On AI-assisted Software Development
It is not every day we get new tools that have the potential to change the very nature of our jobs. If you haven't been following advancements in the AI scene, new Large Language Models (LLM), most notably GitHub's Copilot, Codex, and ChatGPT are beginning to expand on what is possible.
Many others have already shared their opinions[1] on how these tools have improved their productivity and tips and tricks one could follow to get started. So I will not go into that. However, I highly encourage trying these tools for yourself. It is pretty insane to see just how well they work.
For example, I generated this small game using OpenAI's Codex JavaScript Sandbox in under 2 minutes[2]. It is fully interactive and required no human intervention beyond the prompts it was given to execute.
What I do want to focus on is how I think these tools are going to be used. Because the most productive engineers will be the ones that can use these to their full potential. For the rest of this post, I'll focus on both ChatGPT and Github Copilot. They are the most mature options available at the time of writing.

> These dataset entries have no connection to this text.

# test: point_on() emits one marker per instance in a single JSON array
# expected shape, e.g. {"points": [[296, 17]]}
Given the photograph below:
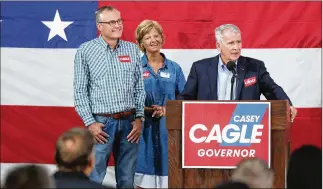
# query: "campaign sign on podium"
{"points": [[221, 134]]}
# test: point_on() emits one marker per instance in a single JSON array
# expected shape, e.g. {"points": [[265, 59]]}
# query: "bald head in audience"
{"points": [[255, 173], [74, 151], [29, 176]]}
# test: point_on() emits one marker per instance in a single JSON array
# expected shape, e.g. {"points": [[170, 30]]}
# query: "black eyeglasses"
{"points": [[112, 23]]}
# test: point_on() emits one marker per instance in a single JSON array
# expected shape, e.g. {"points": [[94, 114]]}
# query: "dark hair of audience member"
{"points": [[305, 168], [232, 185], [28, 176]]}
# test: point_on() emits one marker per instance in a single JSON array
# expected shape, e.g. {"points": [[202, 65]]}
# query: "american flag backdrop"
{"points": [[39, 42]]}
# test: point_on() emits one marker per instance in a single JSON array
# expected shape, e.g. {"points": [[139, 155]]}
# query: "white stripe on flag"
{"points": [[44, 77]]}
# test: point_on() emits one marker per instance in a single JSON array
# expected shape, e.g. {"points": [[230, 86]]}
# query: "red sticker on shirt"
{"points": [[124, 58], [146, 74], [250, 81]]}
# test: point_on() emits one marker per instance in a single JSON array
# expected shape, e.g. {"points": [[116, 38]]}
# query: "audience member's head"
{"points": [[74, 151], [305, 168], [29, 176], [232, 185], [255, 173]]}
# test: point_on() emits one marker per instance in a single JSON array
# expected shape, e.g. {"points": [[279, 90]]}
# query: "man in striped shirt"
{"points": [[109, 96]]}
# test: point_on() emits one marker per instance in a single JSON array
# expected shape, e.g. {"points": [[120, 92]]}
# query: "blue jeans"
{"points": [[124, 152]]}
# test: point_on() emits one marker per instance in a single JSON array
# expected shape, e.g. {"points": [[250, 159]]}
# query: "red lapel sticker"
{"points": [[250, 81], [124, 58], [146, 74]]}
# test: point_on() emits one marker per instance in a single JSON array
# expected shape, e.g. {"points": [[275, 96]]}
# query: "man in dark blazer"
{"points": [[210, 79], [75, 159]]}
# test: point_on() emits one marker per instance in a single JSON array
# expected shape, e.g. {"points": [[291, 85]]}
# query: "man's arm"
{"points": [[190, 89], [81, 96], [269, 88], [139, 91]]}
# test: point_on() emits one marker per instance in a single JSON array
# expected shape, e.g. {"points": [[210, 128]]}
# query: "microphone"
{"points": [[232, 67]]}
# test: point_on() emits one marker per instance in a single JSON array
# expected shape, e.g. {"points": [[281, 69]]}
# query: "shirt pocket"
{"points": [[97, 68]]}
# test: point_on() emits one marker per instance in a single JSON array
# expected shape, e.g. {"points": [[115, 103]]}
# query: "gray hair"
{"points": [[255, 173], [225, 27], [102, 9]]}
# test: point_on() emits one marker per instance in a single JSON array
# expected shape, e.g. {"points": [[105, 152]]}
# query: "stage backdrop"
{"points": [[39, 41]]}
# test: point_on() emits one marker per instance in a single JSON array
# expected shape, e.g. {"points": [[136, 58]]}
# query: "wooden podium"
{"points": [[209, 178]]}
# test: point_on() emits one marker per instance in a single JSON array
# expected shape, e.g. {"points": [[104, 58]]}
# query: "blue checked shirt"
{"points": [[107, 80]]}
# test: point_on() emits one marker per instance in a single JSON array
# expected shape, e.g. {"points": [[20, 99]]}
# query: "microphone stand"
{"points": [[232, 83]]}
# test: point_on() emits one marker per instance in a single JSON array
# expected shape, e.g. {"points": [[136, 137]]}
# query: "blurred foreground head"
{"points": [[255, 173], [74, 151], [305, 168], [29, 176]]}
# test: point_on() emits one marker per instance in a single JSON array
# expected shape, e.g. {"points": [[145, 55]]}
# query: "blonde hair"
{"points": [[145, 27], [255, 173]]}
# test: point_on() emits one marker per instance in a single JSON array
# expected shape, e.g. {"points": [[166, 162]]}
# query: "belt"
{"points": [[119, 115]]}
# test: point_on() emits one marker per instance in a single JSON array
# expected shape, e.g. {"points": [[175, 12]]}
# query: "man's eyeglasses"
{"points": [[112, 23]]}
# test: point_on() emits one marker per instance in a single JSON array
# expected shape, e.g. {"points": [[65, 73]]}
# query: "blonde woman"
{"points": [[163, 80]]}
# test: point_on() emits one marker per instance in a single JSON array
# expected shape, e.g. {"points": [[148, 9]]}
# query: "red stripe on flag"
{"points": [[190, 25], [29, 133]]}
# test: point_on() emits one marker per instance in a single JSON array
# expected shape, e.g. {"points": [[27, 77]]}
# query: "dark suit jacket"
{"points": [[202, 81], [74, 180]]}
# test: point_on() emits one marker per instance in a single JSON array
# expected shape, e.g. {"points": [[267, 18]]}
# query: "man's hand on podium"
{"points": [[293, 113]]}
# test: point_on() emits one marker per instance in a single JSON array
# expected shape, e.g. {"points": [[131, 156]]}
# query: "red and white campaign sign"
{"points": [[221, 134]]}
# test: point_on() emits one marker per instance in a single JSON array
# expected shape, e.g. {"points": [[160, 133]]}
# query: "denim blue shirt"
{"points": [[165, 85], [224, 82]]}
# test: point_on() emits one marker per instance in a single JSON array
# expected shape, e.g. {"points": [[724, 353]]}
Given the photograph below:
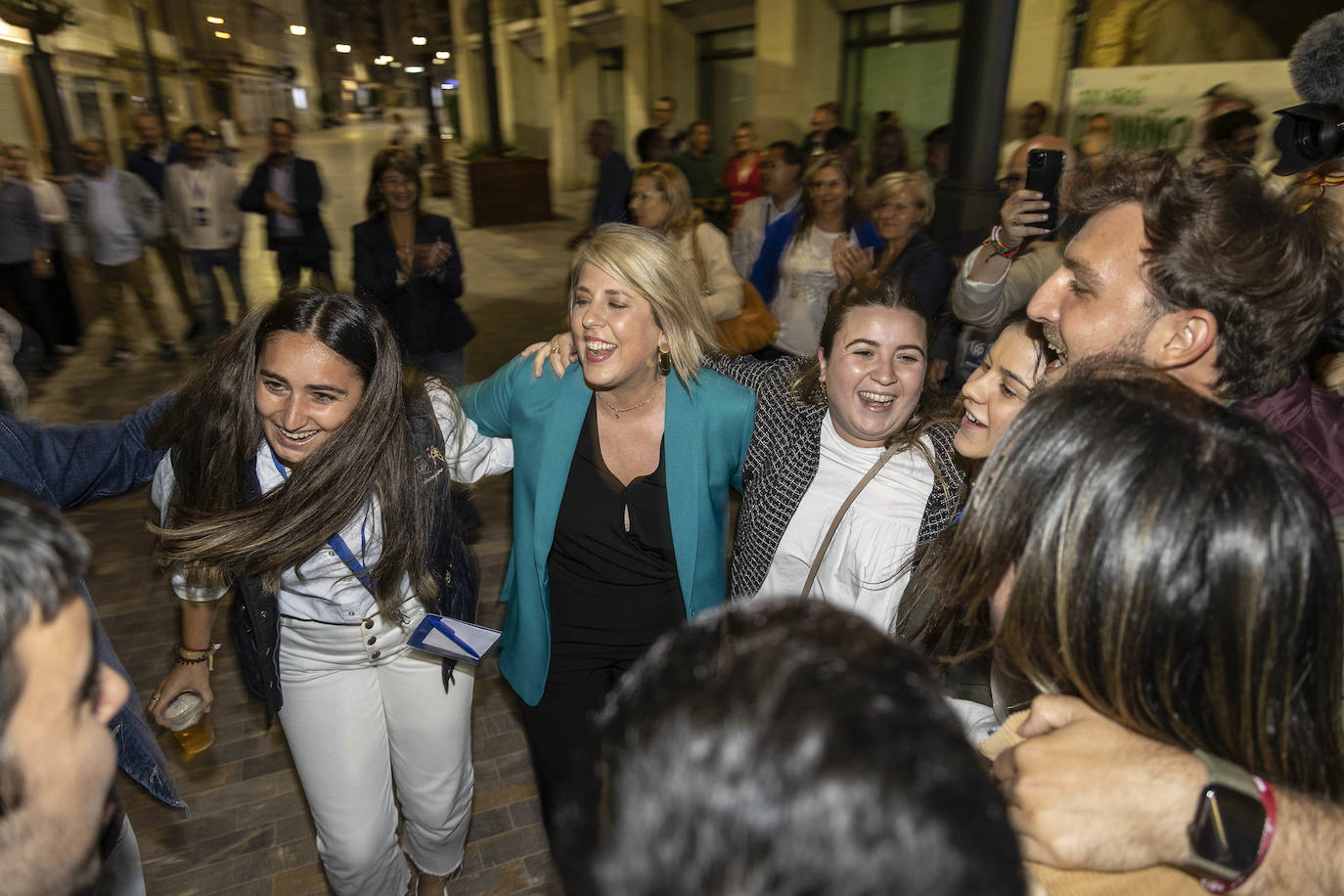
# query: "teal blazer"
{"points": [[706, 434]]}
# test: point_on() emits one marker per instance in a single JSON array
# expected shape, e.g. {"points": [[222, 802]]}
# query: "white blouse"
{"points": [[323, 589], [865, 568], [807, 280]]}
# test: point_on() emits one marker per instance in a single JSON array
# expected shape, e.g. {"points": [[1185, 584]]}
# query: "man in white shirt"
{"points": [[781, 177], [201, 199], [113, 215]]}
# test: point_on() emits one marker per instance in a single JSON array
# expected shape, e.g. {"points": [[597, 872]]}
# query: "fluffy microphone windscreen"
{"points": [[1316, 64]]}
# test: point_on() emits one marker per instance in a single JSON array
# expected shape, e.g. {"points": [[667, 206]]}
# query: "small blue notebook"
{"points": [[453, 639]]}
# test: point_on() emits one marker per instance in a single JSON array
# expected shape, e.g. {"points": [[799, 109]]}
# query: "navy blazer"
{"points": [[706, 430], [424, 310], [308, 197], [143, 164]]}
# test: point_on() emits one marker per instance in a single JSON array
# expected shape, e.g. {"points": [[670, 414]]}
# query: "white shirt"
{"points": [[201, 205], [117, 241], [807, 280], [865, 568], [323, 589]]}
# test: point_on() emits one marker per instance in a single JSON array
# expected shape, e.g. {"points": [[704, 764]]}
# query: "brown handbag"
{"points": [[753, 328]]}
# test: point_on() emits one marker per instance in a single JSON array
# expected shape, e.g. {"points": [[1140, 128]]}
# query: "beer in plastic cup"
{"points": [[189, 723]]}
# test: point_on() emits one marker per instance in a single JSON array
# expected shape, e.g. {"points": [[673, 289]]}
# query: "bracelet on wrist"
{"points": [[998, 247], [189, 657]]}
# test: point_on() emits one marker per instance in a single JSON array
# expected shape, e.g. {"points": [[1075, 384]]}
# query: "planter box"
{"points": [[502, 191]]}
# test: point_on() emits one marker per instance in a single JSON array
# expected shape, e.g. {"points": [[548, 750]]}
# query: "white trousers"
{"points": [[363, 713]]}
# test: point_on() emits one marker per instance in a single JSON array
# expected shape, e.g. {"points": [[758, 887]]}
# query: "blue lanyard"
{"points": [[337, 543]]}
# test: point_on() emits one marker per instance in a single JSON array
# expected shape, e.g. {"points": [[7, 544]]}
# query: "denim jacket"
{"points": [[70, 467]]}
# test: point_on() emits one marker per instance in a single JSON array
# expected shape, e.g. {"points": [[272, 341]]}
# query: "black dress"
{"points": [[614, 591]]}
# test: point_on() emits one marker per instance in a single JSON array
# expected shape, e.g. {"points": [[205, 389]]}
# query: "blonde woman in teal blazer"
{"points": [[581, 571]]}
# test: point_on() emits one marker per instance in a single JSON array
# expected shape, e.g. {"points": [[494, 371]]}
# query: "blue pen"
{"points": [[452, 636]]}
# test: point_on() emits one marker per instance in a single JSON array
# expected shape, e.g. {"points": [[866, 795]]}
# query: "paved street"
{"points": [[248, 831]]}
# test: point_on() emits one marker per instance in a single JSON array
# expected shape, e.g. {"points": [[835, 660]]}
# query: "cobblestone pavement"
{"points": [[248, 831]]}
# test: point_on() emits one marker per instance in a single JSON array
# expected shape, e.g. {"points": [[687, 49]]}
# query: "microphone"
{"points": [[1314, 132]]}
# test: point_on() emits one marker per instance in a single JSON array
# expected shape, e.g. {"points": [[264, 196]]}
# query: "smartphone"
{"points": [[1045, 166]]}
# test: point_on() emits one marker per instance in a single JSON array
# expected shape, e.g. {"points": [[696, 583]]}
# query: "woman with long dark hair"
{"points": [[308, 475], [408, 261], [1171, 563]]}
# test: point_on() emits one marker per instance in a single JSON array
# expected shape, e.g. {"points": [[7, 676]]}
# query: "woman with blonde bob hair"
{"points": [[660, 199], [1172, 564], [618, 531], [901, 207]]}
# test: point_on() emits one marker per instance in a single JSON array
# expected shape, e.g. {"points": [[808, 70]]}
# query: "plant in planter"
{"points": [[507, 187], [38, 17]]}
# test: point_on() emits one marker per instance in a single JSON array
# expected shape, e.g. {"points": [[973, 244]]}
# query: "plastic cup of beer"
{"points": [[190, 723]]}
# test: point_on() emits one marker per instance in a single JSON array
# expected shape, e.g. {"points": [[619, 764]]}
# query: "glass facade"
{"points": [[901, 58]]}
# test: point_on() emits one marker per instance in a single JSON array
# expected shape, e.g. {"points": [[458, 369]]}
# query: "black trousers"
{"points": [[563, 739], [31, 302]]}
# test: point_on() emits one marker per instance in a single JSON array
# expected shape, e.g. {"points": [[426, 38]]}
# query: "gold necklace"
{"points": [[618, 411]]}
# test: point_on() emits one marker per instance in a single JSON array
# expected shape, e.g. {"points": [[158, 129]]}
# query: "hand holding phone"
{"points": [[1045, 168]]}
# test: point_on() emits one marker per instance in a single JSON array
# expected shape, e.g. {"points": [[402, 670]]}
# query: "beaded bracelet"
{"points": [[999, 248], [190, 657]]}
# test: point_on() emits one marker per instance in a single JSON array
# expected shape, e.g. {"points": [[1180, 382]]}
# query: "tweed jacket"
{"points": [[783, 461]]}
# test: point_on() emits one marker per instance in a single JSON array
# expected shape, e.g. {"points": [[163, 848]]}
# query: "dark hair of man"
{"points": [[837, 140], [1221, 241], [216, 430], [390, 158], [1226, 125], [789, 154], [808, 212], [789, 748], [875, 166], [646, 141], [1175, 565], [42, 560]]}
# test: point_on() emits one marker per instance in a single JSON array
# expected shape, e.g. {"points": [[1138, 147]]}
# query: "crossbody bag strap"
{"points": [[834, 522]]}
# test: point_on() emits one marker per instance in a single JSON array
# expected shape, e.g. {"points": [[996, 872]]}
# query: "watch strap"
{"points": [[1213, 876]]}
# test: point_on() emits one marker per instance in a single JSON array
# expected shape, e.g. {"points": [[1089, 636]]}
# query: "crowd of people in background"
{"points": [[1069, 503]]}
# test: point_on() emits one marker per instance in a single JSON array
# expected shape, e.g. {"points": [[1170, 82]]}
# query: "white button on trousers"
{"points": [[365, 713]]}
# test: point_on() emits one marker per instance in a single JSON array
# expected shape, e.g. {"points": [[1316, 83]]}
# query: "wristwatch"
{"points": [[1229, 827]]}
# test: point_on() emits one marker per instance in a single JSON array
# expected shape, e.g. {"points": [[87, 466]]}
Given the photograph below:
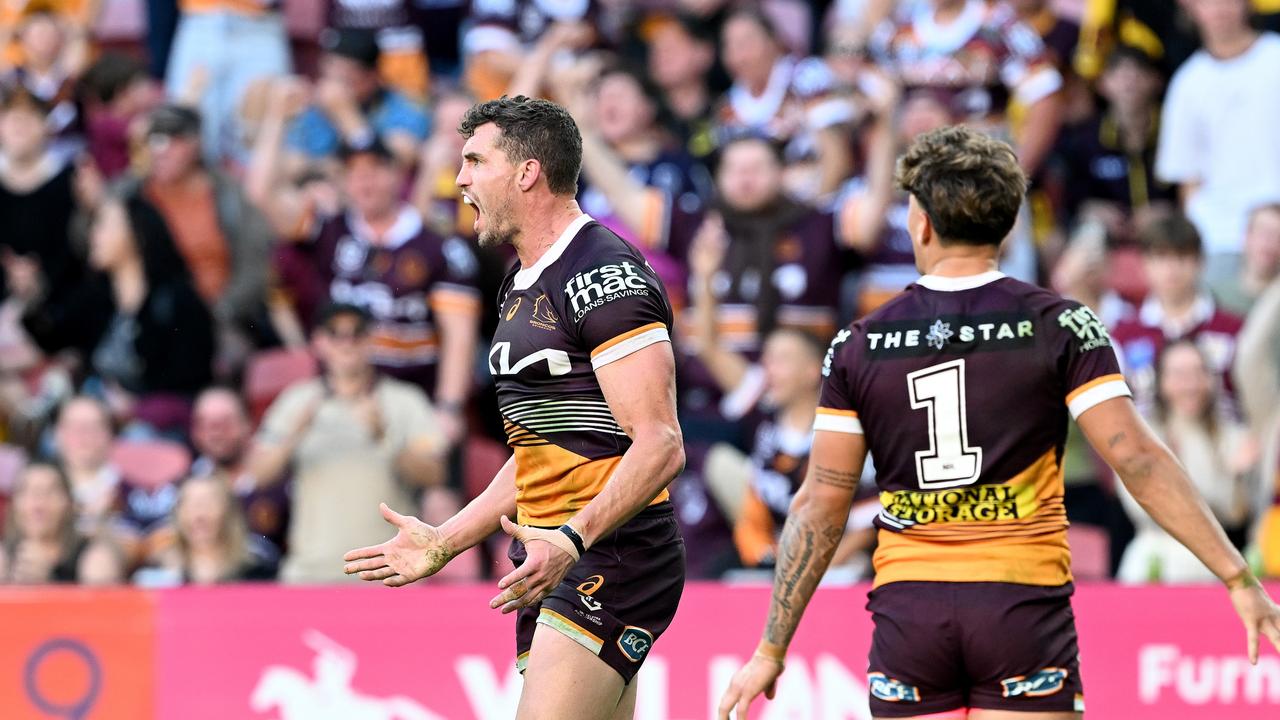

I will also be referring to them broadly as AI assistants as they have similar capabilities being descendants of GPT-3 but are primarily distinguished by their respective focus[3] and user interfaces. When prompt-engineered appropriately, Copilot can perform general text completion. You can see this in some limited way by prompting Copilot in a chat-like manner.
// <authors-note>Q:'s were supplied by the author.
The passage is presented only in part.